Mensen kunnen de kersen ook eten, maar pas op voor maagklachten want de pitten bevatten een behoorlijke dosis blauwzuur (uitspugen dus!). De rijpe kersen kunnen gebruikt worden om er jam van te maken en na het koken van de vruchten worden de pitten er uit gezeefd. De rinse smaak van de jam vinden sommige mensen lekker, al zijn er aanzienlijke hoeveelheden geleisuiker voor nodig om er een smakelijke jam van te maken.

De meeste kersen vallen in het najaar van de takken en komen op de bodem terecht. Het uitlopen van deze vruchten wordt sterk bepaald door de samenstelling van de bodembedekking. Op vruchtbare (kale) grond en weinig schaduw zal een groot gedeelte uit kunnen lopen. Blad (ook van de plant zelf) zal al een aanzienlijke remming geven, idem dennennaalden. Het meest effectief tegen het uitlopen van de kersen is het fijne bosgras (“bochtige smele”) dat het overgrote deel van de kersen in de kiem smoort, waarschijnlijk doordat ze in het gras blijven hangen en verdrogen voordat ze de bodem kunnen bereiken.

Een goed voorbeeld van de effectiviteit van het bosgras dat ik ooit aantrof, was een solitaire boom van minstens 25 jaar oud die door professionele motorzagers over het hoofd gezien was. Hij was kennelijk te groot om op te vallen. Een boompje van 8 cm doorsnede een paar meter verderop had mogelijk de aandacht afgeleid. Met een doorsnede van 25 cm onderaan de stam en een hoogte van ruim boven de 15 meter had deze boom jarenlang duizenden zaden laten vallen. Het resultaat was slechts een bosje struiken direct onder de grote boom waar het overvloedige blad het gras onderdrukt had. Slechts 5 meter van de boom hield het bosgras de overige zaden kennelijk probleemloos tegen.

Mijn advies: iedereen aan de vogelkers jam!

Boris


Natuur guerrilla's en ninja's

Deze column begon met de werktitel “Weer één zomereik gered”, maar allengs kwam er het één en ander bij. Zo gaat dat soms, als je zaken in een context wil plaatsen.
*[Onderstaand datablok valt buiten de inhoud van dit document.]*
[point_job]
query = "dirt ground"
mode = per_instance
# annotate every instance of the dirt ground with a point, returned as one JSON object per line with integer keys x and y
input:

Tijdens het uitlaten van de hond viel het me regelmatig op dat in een bosje vlakbij mijn huis (op gemeentegrond) een Am. vogelkers vlak langs de stam van een zomereik van een meter of 6-7 hoog groeide. Dat kan de doodsteek voor de eik betekenen, als de vogelkers met zijn uitbundige blad al het licht wegneemt. Nu kan je zoiets melden bij de gemeente, maar met alle bezuinigingen kan je dat gevoegelijk wel vergeten. Dus besloot ik er zelf maar eens wat aan te doen.
Gewapend met spa en snoeizaag kwam ik aan bij de eik om al snel tot de conclusie te komen dat de situatie veel ernstiger was dan ik dacht. Het blad van de boom had tot nu toe de werkelijke omvang van de problemen verhuld. Naast de vogelkers van een meter of 5 stonden er nog paar kleinere vogelkersen en 15 tot 20 zaailingen van de Am. eik onder de takken van de zomereik. Bovendien groeide er een bos klimop om de stam en stond er een beukje van een meter hoog bijna tegen de stam van de zomereik. Die laatste heeft de naam “eikendoder”, omdat de beuk met zijn bladrijke kroon de eiken in de buurt om zeep helpt.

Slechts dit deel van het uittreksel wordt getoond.